TINA — TypeDeterminator Identifier & Nomenclature Assistant
A visual document classification system that identifies Energy Performance Certificates (EPCs) and their country of origin.
Overview
TINA is a lightweight computer vision module designed to classify scanned PDF documents and detect Energy Performance Certificates (EPCs) by country (Germany, France, Austria). Unlike traditional OCR-based approaches, it relies entirely on visual structure recognition, making it robust to noisy scans and multilingual content.
Approach
The module processes PDFs as images, extracting layout-based features using a pretrained CNN. It then matches each document to known EPC templates through visual similarity and country-specific validation.

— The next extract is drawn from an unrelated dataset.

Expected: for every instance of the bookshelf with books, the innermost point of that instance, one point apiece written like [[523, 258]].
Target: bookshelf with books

The output is a structured JSON summary used for automated routing within backend systems.
Key Highlights
- Visual-based classification replacing fragile OCR/text-based pipelines.
- Lightweight CNN feature extraction for scalable, high-throughput inference.
- Country-specific validation through handcrafted visual cues.
- Cross-platform deployment with API integration.
My Role
- Designed and implemented the full visual classification pipeline.
- Integrated pretrained CNNs for feature extraction and similarity scoring.
- Developed modular country-level detectors using OpenCV and scikit-learn.
- Engineered API integration and optimized for production deployment.
Impact
- Significantly improved classification accuracy and robustness.
- Reduced false positives in noisy and multilingual EPC documents.
- Delivered a modular, production-ready component adaptable to new formats.
Learnings
- Applied computer vision for document layout analysis.
- Balanced model performance with deployment efficiency.
- Strengthened practical skills in Python, TensorFlow, and OpenCV.